1 : practicing strict self-denial as a measure of personal and especially spiritual discipline

2 : austere in appearance, manner, or attitude

Did You Know?

Ascetic comes from askētikos, a Greek adjective meaning "laborious." Ultimately, it comes from the Greek verb askein, which means "to exercise" or "to work." There aren't many other English words from askein, but there's no dearth of synonyms for ascetic. Severe and austere, for example, are two words that share with ascetic the basic meaning "given to or marked by strict discipline and firm restraint." Ascetic implies abstention from pleasure, comfort, and self-indulgence as spiritual discipline, whereas severe implies standards enforced without indulgence or laxity and may suggest harshness (as in "severe military discipline"). Austere stresses absence of warmth, color, or feeling and may apply to rigorous restraint, simplicity, or self-denial (as in "living an austere life in the country").

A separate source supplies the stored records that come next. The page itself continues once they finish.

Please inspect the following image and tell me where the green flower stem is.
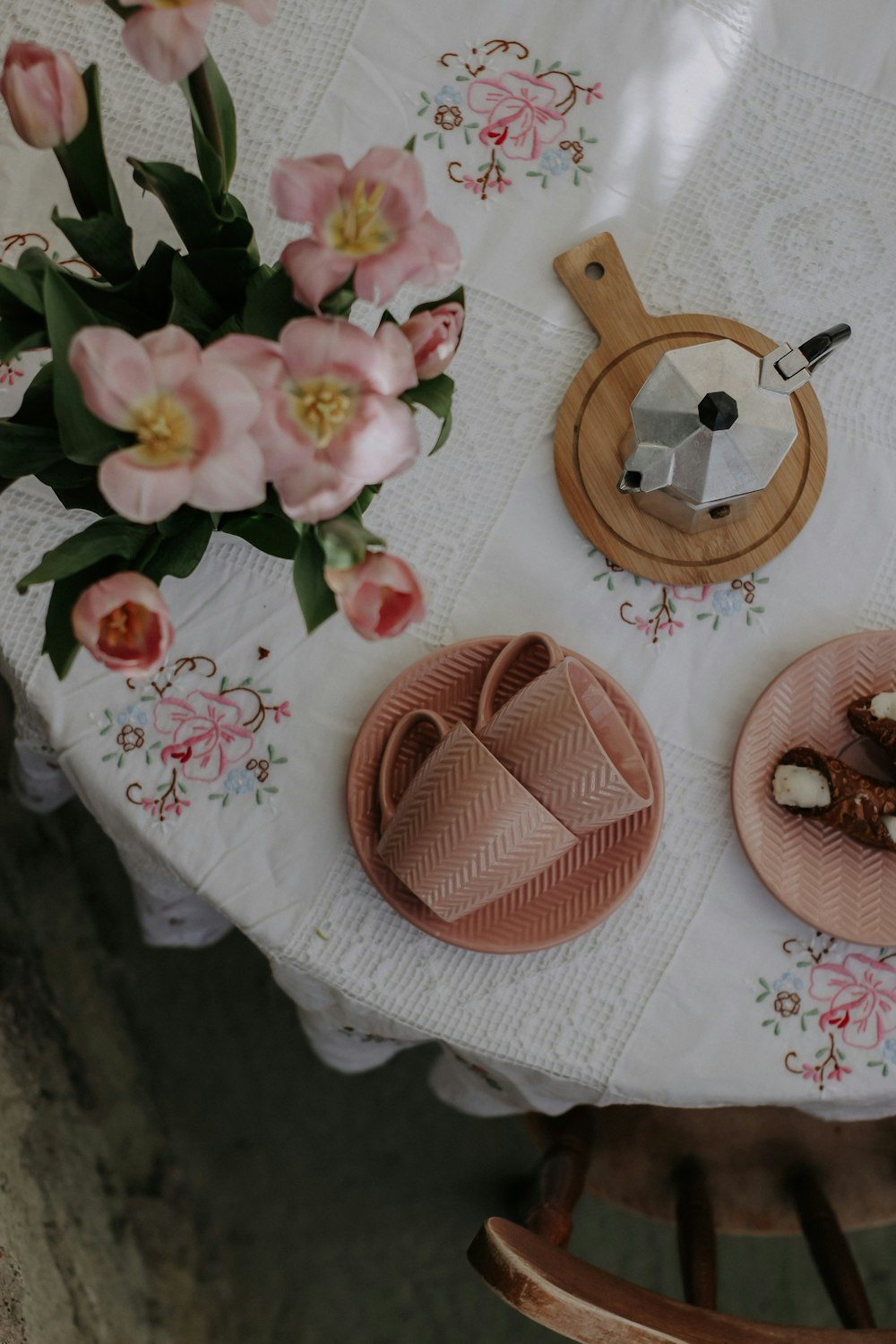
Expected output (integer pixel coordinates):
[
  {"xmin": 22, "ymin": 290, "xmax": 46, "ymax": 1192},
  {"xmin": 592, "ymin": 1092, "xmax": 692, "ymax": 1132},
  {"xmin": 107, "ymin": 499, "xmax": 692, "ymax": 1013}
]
[{"xmin": 186, "ymin": 64, "xmax": 224, "ymax": 163}]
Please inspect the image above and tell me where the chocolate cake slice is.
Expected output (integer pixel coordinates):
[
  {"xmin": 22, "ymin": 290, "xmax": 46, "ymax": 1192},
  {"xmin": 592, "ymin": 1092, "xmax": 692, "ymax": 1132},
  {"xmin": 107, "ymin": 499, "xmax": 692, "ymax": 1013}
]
[
  {"xmin": 771, "ymin": 747, "xmax": 896, "ymax": 852},
  {"xmin": 847, "ymin": 691, "xmax": 896, "ymax": 762}
]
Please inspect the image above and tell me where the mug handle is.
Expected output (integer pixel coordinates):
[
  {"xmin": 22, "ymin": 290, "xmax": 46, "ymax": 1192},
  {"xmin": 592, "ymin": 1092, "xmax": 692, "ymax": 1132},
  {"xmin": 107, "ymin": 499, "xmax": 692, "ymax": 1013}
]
[
  {"xmin": 476, "ymin": 631, "xmax": 564, "ymax": 733},
  {"xmin": 376, "ymin": 710, "xmax": 450, "ymax": 831}
]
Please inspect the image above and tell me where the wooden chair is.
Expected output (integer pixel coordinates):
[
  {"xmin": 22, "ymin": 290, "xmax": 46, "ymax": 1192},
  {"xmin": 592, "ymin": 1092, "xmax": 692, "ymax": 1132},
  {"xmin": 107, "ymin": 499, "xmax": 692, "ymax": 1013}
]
[{"xmin": 468, "ymin": 1107, "xmax": 896, "ymax": 1344}]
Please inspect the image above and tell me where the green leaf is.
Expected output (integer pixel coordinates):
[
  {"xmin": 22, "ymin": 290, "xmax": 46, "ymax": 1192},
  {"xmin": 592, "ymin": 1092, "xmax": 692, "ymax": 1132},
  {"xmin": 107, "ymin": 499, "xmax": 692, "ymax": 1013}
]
[
  {"xmin": 19, "ymin": 249, "xmax": 147, "ymax": 336},
  {"xmin": 243, "ymin": 266, "xmax": 312, "ymax": 340},
  {"xmin": 401, "ymin": 374, "xmax": 454, "ymax": 419},
  {"xmin": 127, "ymin": 159, "xmax": 255, "ymax": 255},
  {"xmin": 55, "ymin": 66, "xmax": 124, "ymax": 221},
  {"xmin": 293, "ymin": 530, "xmax": 336, "ymax": 634},
  {"xmin": 16, "ymin": 515, "xmax": 154, "ymax": 593},
  {"xmin": 43, "ymin": 268, "xmax": 126, "ymax": 462},
  {"xmin": 168, "ymin": 257, "xmax": 226, "ymax": 343},
  {"xmin": 51, "ymin": 209, "xmax": 137, "ymax": 285},
  {"xmin": 220, "ymin": 510, "xmax": 298, "ymax": 561},
  {"xmin": 14, "ymin": 360, "xmax": 56, "ymax": 435},
  {"xmin": 428, "ymin": 408, "xmax": 451, "ymax": 457},
  {"xmin": 0, "ymin": 421, "xmax": 65, "ymax": 480},
  {"xmin": 137, "ymin": 511, "xmax": 213, "ymax": 583},
  {"xmin": 315, "ymin": 513, "xmax": 385, "ymax": 570},
  {"xmin": 181, "ymin": 247, "xmax": 259, "ymax": 312},
  {"xmin": 0, "ymin": 316, "xmax": 48, "ymax": 365}
]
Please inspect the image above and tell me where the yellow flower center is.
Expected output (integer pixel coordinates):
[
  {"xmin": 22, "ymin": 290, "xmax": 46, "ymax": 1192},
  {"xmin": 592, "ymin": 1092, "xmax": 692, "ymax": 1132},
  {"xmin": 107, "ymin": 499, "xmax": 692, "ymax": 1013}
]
[
  {"xmin": 130, "ymin": 395, "xmax": 194, "ymax": 467},
  {"xmin": 293, "ymin": 378, "xmax": 355, "ymax": 452},
  {"xmin": 325, "ymin": 177, "xmax": 395, "ymax": 257}
]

The monks have taken a vow of poverty and maintain an ascetic lifestyle within the walls of the monastery.

"His house has no modern conveniences, and the clinic he soon goes to, staffed by slim women with light-colored eyebrows, is similarly ascetic." — Glenn Kenny, The Kansas City Star, 8 Dec. 2016

Test Your Vocabulary

Fill in the blanks to complete a word that can mean "ascetic self-denial": re _ u _ _ ia _ _ on.